JC Penney's third quarter results.
Even when the company's figures continue to be extremely weak, third quarter results and the company's fourth quarter guidance point towards a successful turn around. Same store sales (the most relevant figure in retailing), which were down by 4.8%, are ameliorating fast albeit against easing comparisons. Besides, the company is more aggressively controlling costs and preserving its capital. That said, JC Penney reported a third quarter adjusted EBITDA loss of $240 million (10 times lower than the $23 million loss a year ago) and missed on top line and bottom line figures. Moreover, Gross margins declined to 29.5% from 32.5% in the prior year.

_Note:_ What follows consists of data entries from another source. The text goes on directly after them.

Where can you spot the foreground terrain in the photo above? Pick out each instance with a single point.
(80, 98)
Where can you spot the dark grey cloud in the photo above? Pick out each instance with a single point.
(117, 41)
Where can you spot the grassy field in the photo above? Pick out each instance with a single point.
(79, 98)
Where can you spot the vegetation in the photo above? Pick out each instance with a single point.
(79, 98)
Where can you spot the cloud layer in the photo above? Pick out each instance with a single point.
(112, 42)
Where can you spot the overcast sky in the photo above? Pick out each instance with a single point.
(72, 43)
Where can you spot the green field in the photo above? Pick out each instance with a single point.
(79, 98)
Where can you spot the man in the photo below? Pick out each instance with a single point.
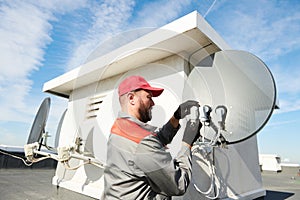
(138, 167)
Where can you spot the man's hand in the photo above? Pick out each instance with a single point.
(185, 108)
(191, 132)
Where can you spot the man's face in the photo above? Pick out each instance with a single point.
(144, 105)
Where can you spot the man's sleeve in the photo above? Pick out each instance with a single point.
(166, 175)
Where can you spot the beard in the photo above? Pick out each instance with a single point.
(145, 113)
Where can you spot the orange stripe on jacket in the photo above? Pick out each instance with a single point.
(130, 130)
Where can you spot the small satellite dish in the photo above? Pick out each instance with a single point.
(239, 83)
(39, 123)
(59, 129)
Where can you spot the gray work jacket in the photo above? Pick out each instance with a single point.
(138, 165)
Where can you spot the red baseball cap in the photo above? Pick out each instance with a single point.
(137, 82)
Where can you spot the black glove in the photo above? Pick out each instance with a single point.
(191, 132)
(185, 108)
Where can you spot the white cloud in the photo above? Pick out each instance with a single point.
(109, 17)
(25, 32)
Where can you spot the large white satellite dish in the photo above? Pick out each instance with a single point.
(241, 85)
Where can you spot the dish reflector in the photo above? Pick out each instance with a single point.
(39, 123)
(239, 82)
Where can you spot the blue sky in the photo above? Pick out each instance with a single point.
(40, 40)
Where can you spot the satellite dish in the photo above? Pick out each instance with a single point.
(59, 129)
(241, 85)
(39, 123)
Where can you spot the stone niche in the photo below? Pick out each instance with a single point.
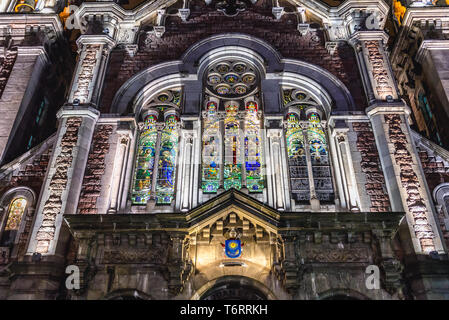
(206, 248)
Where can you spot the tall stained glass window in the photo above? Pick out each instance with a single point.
(308, 155)
(211, 149)
(320, 158)
(155, 171)
(232, 135)
(232, 162)
(253, 166)
(297, 158)
(15, 215)
(145, 161)
(165, 187)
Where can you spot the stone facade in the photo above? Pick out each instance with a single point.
(375, 181)
(136, 193)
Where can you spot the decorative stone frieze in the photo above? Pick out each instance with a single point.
(370, 164)
(410, 182)
(58, 184)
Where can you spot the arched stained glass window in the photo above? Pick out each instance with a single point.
(232, 140)
(155, 171)
(232, 162)
(320, 158)
(211, 149)
(15, 214)
(165, 187)
(253, 163)
(308, 154)
(145, 161)
(297, 159)
(14, 218)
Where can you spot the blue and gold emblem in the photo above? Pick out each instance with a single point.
(233, 248)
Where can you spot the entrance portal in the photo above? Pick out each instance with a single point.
(234, 290)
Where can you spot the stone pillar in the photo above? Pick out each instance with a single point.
(185, 186)
(93, 54)
(345, 173)
(4, 4)
(275, 168)
(63, 182)
(124, 137)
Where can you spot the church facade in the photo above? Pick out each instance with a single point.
(216, 150)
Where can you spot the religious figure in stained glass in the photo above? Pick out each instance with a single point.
(320, 159)
(297, 158)
(232, 164)
(165, 187)
(211, 149)
(15, 215)
(253, 167)
(145, 161)
(317, 139)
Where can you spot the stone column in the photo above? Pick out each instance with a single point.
(124, 137)
(185, 174)
(93, 54)
(314, 202)
(277, 192)
(4, 4)
(63, 182)
(405, 181)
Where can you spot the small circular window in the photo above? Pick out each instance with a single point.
(231, 79)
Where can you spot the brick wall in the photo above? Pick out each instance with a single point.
(370, 164)
(258, 21)
(410, 182)
(95, 169)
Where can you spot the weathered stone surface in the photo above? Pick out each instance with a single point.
(370, 164)
(94, 170)
(53, 204)
(409, 181)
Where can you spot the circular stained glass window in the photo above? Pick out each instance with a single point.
(223, 68)
(248, 79)
(239, 67)
(231, 79)
(223, 89)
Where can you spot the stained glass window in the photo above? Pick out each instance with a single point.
(232, 174)
(253, 166)
(145, 161)
(319, 158)
(165, 187)
(211, 149)
(15, 213)
(297, 159)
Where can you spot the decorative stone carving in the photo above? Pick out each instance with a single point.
(88, 64)
(379, 70)
(410, 182)
(6, 65)
(58, 184)
(370, 164)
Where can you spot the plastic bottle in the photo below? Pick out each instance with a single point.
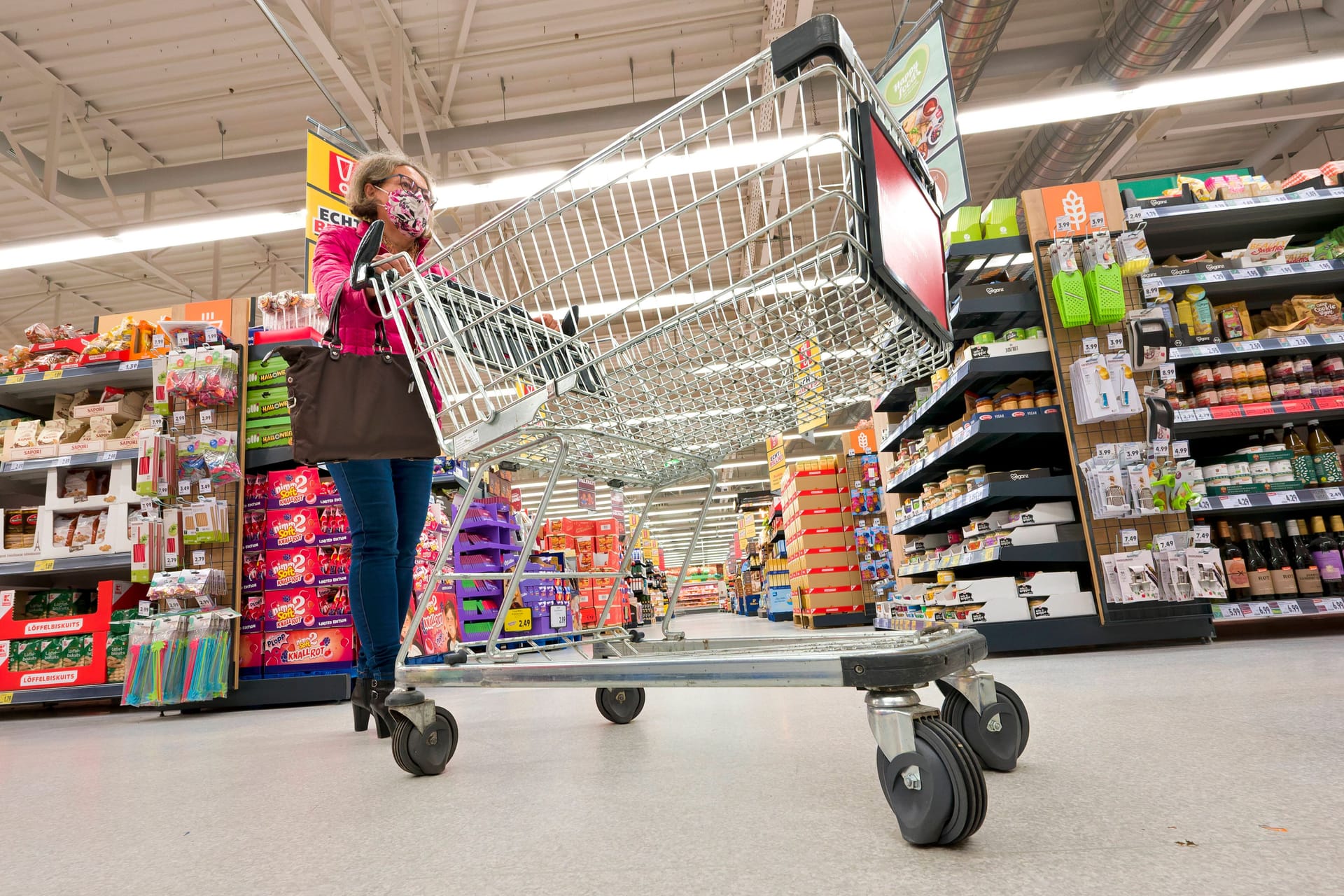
(1326, 551)
(1324, 457)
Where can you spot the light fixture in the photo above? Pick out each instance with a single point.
(185, 232)
(1183, 89)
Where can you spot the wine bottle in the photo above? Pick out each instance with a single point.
(1326, 551)
(1324, 457)
(1280, 567)
(1304, 468)
(1257, 567)
(1304, 566)
(1234, 564)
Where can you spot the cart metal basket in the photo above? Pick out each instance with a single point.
(713, 280)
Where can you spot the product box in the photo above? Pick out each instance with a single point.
(299, 486)
(19, 609)
(308, 650)
(1040, 584)
(324, 608)
(1079, 603)
(89, 673)
(268, 402)
(300, 526)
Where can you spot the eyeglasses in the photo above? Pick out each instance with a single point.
(412, 187)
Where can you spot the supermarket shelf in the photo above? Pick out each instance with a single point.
(971, 316)
(90, 564)
(1078, 631)
(27, 469)
(1262, 282)
(1025, 555)
(1191, 229)
(979, 372)
(976, 438)
(1303, 498)
(1254, 610)
(1240, 418)
(48, 383)
(1256, 348)
(988, 498)
(62, 695)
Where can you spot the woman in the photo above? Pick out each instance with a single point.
(385, 500)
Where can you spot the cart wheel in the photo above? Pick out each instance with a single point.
(999, 735)
(620, 706)
(937, 792)
(425, 752)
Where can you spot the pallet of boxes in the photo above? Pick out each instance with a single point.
(819, 533)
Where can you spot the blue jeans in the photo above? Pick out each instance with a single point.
(386, 503)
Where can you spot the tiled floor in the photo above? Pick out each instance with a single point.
(1203, 769)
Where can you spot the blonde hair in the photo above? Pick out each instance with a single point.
(375, 168)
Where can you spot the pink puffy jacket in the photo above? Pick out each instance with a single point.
(332, 257)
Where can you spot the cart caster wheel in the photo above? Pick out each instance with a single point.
(425, 752)
(937, 792)
(620, 706)
(999, 735)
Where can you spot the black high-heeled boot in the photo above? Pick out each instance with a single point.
(359, 703)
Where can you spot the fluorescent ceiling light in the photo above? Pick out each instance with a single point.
(1180, 89)
(186, 232)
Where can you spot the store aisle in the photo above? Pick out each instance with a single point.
(1209, 769)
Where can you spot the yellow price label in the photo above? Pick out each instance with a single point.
(519, 620)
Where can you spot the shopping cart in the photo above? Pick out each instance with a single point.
(717, 277)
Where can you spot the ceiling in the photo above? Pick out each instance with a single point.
(113, 88)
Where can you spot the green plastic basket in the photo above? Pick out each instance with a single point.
(1072, 298)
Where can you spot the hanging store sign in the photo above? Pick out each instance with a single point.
(921, 96)
(330, 169)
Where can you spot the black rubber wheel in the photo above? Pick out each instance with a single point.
(951, 802)
(620, 706)
(425, 752)
(997, 750)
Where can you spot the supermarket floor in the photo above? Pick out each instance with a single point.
(1194, 769)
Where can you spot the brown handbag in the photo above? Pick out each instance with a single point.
(356, 407)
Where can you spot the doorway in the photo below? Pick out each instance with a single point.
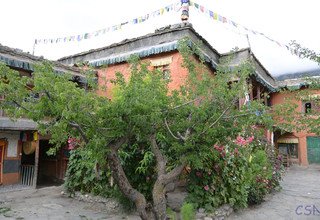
(2, 145)
(313, 145)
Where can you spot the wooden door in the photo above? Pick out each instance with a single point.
(1, 160)
(313, 144)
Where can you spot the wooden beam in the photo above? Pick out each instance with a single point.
(36, 164)
(258, 92)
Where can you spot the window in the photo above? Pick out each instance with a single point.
(307, 107)
(2, 114)
(311, 106)
(165, 71)
(163, 65)
(290, 149)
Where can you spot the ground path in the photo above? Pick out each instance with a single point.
(298, 199)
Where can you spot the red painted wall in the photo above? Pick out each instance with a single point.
(279, 98)
(178, 74)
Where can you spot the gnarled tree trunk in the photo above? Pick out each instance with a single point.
(124, 184)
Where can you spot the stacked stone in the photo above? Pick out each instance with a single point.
(185, 10)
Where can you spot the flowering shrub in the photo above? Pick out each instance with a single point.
(221, 180)
(259, 177)
(238, 173)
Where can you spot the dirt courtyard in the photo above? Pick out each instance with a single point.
(49, 203)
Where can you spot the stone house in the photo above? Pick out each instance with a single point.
(160, 49)
(23, 157)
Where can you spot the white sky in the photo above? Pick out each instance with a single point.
(22, 21)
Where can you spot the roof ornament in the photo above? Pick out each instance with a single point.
(185, 10)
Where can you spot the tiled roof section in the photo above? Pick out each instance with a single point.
(19, 124)
(16, 58)
(262, 74)
(159, 41)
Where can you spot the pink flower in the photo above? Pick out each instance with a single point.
(240, 141)
(236, 151)
(199, 174)
(250, 139)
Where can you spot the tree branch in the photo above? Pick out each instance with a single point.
(186, 103)
(78, 127)
(173, 174)
(160, 158)
(216, 121)
(168, 128)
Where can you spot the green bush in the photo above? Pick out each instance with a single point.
(259, 177)
(221, 181)
(188, 212)
(239, 173)
(81, 175)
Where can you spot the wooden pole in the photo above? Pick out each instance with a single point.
(36, 164)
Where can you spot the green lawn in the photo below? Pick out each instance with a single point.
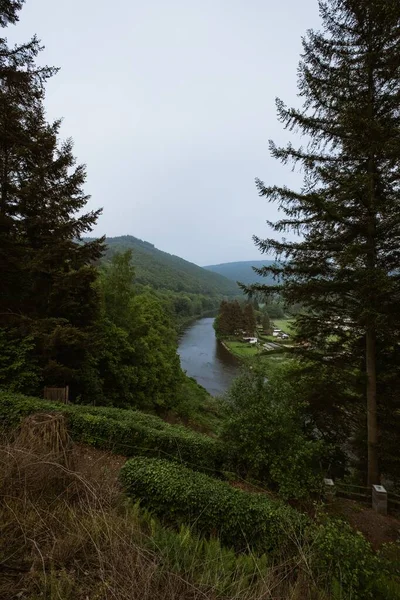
(242, 349)
(285, 325)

The positives were driven by strict expense control as SG&A expenses declined by 7.5% to $1 billion from $1.1 billion a year ago. On the other hand, including the proceeds of third quarter's equity issuance, JC Penney's liquidity improved to $1.7 billion while the company repaid $200 million on its revolver financing facility.
The Road Ahead
Results were bad, but better than what was expected by the market in one key figure: same store sales. JC Penney's management seems to believe that the turn around is taking hold. As a matter of fact, the company expects same store sales to turn positive for the coming quarter. In addition, the company's CEO, Mr. Myron Ullman – who returned to the company in April this year – bought $1 million worth of his company's shares.
I strongly believe that the decision the current management took regarding strategy – going back to discounting and promotions - is the correct one. Now, we shall have to wait and see. I would not expect JC Penney's EBITDA to turn positive until at least 2015 but the stock will move sharply in the next few quarters in the light of early signs of future success or failure. Great investors such as George Soros and Mario Gabelli seem to be thinking that management will succeed since they are long on the name.
The Proposed Investment Strategy
As I mentioned before, it's very tough to value a business which is in the middle of a turn around. That said, huge volatility in the company's stock price is to be expected. Hence, I would recommend buying volatility which is the same as buying “out of the money” call options (going long) and “in the money” put options (going short). You will lose your whole investment on one of the two legs of your trade but you should win big on the other leg on the light of terrible failure or great success.